In 1847, Acocks Green was still very much a rural community. Farming was its chief source of income. The principal landowners were - John Horton, Alfred Jukes, J. Mumford, William Price, Benjamin Cooke, The Rev. Rann Kennedy and Henry Greswolde.




The Greswolde land at Flint Green was worked by a local farmer, William Greenway. The Jukes land, across the road from the 'Dolphin Inn', was farmed by John Rabone. As you will see from the accompanying map, the centre of the village was based around Acocks Green House and the 'Dolphin Inn'. There were a number of private houses, and one or two small shops, but by and large as the directory below shows, Acocks Green's livelihood was based on farming:

Allday, Thomas, farmer
Askey, James, optician
Cooke, Benjamin, farmer
Higginson, William, victualler
Horton, John, farmer
Kennedy, Rev. Rann
Mullis, James, grocer
Mumford, J., farmer
Powell, Elizabeth, victualler
Powell, Mary, victualler
Rabone, John, farmer & maltster
Taylor, Isaac, farmer, Stockfield
Taylor, William, farmer, Fox Green
Thickbroom, John, farmer & maltster, Acock's Green Fields'
Hicken, Miss, Stockfield House
Wilson, Miss Sarah, Stockfield House


Map of Acocks Green based on the 1847 Tithe Map
Map of Acocks Green based on the 1847 Tithe Map


In 1844 a meeting was held in Oxford, the outcome of which was to transform Acocks Green from a quiet backwater into a commuter suburb. The directors of the Great Western Railway Company met with their chief engineer, lsambard Kingdom Brunel, to discuss the extension of the their railway line from Oxford to Birmingham by way of Leamington and Warwick. It would provide the company with a line from London to Birmingham only 12 miles longer than that of their rivals, the London & Birmingham Railway Company.

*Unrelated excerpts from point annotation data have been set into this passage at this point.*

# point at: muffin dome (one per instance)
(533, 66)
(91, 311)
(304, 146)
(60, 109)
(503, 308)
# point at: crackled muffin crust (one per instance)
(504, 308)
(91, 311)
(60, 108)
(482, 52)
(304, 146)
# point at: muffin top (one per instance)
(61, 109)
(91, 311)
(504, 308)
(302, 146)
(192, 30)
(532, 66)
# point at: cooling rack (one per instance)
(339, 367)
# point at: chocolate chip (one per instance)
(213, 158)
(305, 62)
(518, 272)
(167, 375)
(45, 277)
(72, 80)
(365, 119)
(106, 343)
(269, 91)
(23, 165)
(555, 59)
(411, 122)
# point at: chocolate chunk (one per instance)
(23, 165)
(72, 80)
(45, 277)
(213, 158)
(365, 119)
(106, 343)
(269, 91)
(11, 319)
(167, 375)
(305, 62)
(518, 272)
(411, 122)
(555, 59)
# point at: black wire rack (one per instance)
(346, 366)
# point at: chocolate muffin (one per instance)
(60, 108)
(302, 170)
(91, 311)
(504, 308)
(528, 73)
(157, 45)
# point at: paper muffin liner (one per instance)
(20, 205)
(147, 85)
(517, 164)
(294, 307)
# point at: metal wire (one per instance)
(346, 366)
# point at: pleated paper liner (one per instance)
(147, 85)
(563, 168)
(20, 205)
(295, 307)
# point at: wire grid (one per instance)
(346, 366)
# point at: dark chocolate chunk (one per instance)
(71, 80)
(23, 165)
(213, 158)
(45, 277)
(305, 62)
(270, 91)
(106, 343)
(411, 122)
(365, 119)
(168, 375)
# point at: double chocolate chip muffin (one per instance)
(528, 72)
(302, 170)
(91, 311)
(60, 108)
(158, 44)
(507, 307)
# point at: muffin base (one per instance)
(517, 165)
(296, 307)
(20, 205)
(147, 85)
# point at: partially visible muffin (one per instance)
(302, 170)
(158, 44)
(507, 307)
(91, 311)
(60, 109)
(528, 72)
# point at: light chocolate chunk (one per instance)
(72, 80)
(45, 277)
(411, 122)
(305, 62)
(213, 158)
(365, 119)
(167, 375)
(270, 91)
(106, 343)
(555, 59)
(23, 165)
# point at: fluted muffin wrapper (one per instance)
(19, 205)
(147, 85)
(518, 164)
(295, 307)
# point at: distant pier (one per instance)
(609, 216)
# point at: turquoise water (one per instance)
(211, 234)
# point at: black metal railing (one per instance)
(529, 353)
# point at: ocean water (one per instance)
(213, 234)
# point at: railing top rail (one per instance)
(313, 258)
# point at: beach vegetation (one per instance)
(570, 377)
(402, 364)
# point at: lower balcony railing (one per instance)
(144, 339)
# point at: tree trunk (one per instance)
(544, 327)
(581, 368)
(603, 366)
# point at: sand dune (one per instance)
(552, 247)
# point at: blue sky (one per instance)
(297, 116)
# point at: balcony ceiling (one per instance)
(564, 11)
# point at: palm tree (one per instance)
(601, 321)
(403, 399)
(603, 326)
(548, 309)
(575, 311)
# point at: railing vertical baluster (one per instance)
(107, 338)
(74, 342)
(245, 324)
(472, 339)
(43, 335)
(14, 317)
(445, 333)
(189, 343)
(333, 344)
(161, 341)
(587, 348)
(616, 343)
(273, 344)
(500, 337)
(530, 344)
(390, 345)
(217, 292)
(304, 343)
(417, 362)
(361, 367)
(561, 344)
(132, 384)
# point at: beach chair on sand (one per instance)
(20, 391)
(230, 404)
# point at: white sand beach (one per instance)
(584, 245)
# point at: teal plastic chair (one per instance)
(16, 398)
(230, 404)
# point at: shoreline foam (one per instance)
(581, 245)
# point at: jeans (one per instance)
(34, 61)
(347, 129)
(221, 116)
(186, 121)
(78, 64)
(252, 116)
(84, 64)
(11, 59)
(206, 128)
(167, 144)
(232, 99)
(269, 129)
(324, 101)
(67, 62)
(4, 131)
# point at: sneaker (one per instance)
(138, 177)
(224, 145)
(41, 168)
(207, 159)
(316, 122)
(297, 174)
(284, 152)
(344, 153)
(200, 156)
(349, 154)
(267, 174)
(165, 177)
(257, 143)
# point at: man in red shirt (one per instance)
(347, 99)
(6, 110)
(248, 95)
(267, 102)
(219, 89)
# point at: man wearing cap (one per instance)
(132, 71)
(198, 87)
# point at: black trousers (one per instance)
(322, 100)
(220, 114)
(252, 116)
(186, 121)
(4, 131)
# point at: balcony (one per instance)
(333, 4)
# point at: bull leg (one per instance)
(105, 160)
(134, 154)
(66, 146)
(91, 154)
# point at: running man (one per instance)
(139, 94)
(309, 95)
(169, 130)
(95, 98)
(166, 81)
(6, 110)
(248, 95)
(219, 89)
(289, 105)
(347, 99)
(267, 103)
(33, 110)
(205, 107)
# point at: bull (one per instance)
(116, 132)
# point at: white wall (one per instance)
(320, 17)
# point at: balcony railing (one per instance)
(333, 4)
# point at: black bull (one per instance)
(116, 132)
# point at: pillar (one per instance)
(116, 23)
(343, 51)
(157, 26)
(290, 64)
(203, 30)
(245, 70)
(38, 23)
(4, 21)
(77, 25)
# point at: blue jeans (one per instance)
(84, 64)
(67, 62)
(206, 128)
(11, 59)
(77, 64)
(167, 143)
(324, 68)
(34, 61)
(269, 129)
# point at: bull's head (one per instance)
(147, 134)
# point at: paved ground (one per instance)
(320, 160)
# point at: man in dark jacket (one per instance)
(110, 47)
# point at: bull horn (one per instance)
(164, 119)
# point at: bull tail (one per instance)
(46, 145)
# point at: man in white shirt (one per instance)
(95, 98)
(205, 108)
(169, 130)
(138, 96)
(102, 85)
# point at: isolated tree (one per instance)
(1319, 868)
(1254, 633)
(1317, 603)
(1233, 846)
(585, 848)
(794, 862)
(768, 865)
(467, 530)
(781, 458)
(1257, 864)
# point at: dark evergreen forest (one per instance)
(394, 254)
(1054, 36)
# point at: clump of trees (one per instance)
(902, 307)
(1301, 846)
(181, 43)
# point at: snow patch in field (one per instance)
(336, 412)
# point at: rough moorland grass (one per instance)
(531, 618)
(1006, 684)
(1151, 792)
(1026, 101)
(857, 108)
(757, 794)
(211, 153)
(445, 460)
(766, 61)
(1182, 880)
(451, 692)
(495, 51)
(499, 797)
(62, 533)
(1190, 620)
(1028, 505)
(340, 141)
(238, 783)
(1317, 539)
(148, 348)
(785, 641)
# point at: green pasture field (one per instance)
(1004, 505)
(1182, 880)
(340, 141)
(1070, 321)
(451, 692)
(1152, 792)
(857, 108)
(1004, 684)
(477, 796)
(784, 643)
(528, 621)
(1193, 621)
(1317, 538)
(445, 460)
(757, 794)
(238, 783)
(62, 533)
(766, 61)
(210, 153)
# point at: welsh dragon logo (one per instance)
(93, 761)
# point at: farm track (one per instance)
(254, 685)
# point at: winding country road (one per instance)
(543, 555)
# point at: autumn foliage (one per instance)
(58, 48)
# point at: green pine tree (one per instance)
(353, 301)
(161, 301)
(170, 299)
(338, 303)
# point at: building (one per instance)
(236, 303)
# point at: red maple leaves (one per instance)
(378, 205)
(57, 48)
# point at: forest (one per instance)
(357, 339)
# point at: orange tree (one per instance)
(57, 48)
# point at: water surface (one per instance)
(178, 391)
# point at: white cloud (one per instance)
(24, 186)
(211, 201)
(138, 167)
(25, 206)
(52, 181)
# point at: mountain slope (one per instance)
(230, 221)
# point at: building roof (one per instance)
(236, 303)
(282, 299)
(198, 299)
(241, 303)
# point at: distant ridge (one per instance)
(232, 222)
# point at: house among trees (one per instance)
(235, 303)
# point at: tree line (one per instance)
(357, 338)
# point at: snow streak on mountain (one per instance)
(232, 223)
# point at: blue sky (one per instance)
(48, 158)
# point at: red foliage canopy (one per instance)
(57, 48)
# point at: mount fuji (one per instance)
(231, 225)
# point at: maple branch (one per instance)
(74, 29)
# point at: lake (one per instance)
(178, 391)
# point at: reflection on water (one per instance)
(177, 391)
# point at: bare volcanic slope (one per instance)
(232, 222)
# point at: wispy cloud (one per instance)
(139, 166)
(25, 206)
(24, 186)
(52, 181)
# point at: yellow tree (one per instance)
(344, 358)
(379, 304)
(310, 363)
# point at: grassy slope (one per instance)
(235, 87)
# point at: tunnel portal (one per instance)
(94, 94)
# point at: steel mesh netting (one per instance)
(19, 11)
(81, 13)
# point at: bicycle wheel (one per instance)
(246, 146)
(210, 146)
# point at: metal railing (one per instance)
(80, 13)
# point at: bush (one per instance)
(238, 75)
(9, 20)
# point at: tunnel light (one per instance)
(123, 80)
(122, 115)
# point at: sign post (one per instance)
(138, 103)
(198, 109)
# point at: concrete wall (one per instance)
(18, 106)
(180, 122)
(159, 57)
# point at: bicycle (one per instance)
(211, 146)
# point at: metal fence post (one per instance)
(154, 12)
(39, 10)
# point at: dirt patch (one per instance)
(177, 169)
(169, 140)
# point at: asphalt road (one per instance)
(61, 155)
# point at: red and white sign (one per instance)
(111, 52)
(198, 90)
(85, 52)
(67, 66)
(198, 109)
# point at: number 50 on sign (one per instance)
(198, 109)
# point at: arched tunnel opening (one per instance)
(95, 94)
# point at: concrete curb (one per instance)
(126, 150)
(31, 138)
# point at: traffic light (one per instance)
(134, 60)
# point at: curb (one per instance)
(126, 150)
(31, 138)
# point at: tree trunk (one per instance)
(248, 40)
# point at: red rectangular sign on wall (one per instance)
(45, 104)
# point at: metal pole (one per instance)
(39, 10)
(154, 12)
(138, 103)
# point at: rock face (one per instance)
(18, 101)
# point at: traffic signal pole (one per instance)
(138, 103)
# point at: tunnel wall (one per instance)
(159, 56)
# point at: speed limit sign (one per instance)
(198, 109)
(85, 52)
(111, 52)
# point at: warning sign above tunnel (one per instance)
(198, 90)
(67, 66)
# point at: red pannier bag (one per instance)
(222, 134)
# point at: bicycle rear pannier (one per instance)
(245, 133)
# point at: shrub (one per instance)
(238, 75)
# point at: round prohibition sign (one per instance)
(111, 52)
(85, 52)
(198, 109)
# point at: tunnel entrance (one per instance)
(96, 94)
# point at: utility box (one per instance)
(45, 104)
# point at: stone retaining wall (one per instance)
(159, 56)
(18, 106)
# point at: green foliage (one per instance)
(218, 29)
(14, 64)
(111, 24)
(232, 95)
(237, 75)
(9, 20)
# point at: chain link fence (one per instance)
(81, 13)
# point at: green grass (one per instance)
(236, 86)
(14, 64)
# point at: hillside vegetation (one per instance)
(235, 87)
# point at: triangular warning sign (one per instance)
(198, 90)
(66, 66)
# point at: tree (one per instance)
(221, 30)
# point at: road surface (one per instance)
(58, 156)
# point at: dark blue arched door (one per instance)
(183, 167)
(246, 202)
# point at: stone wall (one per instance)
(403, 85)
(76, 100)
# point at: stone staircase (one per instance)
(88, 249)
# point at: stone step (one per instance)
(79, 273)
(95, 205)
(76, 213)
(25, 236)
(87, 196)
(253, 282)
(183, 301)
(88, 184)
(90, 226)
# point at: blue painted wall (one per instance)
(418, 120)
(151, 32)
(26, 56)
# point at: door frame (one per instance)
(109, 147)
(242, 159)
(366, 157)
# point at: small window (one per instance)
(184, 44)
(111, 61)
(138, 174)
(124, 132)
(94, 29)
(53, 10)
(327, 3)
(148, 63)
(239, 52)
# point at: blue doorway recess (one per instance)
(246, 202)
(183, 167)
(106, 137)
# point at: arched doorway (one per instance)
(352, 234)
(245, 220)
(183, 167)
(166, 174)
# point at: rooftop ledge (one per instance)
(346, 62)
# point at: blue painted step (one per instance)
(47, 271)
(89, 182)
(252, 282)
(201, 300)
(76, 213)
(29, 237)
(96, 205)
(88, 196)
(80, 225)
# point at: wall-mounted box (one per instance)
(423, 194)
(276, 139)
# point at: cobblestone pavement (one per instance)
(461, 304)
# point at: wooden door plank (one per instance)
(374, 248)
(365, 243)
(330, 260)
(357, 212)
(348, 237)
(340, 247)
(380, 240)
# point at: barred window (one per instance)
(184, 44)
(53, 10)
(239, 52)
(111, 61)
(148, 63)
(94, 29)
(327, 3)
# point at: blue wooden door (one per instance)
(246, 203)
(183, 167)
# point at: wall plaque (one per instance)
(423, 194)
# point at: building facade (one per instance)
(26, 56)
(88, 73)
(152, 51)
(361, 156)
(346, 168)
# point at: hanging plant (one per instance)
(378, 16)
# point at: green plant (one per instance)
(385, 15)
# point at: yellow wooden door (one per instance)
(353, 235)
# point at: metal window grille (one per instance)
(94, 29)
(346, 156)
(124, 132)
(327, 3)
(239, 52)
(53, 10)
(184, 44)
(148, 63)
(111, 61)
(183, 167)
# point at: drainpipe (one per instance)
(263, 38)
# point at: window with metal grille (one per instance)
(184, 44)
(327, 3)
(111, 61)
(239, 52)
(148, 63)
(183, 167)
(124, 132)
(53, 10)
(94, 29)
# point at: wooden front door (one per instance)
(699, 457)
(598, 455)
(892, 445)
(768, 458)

A Bill was placed before Parliament for the cutting of the line, but it received fierce opposition from both the London & Birmingham Company and the Birmingham Canal Company, who had vested interests in preventing any further competition. The Bill was thrown out. It was re-submitted the following year, and on 3rd August 1846 received the Royal Assent. Work began in the Autumn. The contractors were Messrs. Peto & Betts. By 1849 work between Birmingham and Warwick was in an advanced state. The railway viaduct into Birmingham, from Bordesley to Moor Street, was completed. It. consisted of 58 blue-brick arches, and is today Birmingham's greatest railway structure. A huge valley was dug between Moor Street and the site of what was to become Snow Hill Station. A brick-built tunnel was constructed, and the ground surrounding it was filled in. The land above the tunnel was sold for development. Almost equal to this Herculean task was the construction of a high and long embankment near Acocks Green, and a 400 foot long timber viaduct over the reservoir at Olton. The G.W.R. built new stations at Leamington, Warwick, Hatton, Knowle, Solihull, Acocks Green and Birmingham (Snow Hill). The line, capable of taking both broad and narrow gauge, was opened on Friday, 1st October 1852. Its first express from Paddington to Birmingham via Oxford, took 2¾ hours to complete the journey - 15 minutes quicker than its rival, the re-named London and North Western Railway.

Acocks Green station was quite basic. It consisted of two wooden platforms and a couple of sheds. There was a staff of four, a porter, a lad to help, and two signalmen who had to walk 50 yards up or down the line from the station to manually operate the signals. This humble little country station though, was to ensure Acocks Green's growth. Being only 15 minutes away from the smoky and dirty town of Birmingham, it began to attract business and professional men, who built homes here in a more pleasant environment. At first houses were individually built near the station, but later speculators, quick to seize upon this trend, began developing whole streets such as Sherbourne Road, Oxford Road and Station Road. Development continued along Shirley Road and Botteville Road, and in so doing, pulled the centre of the village away from the 'Dolphin' and Acocks Green House, towards the Westley Brook area, now known as "the Green".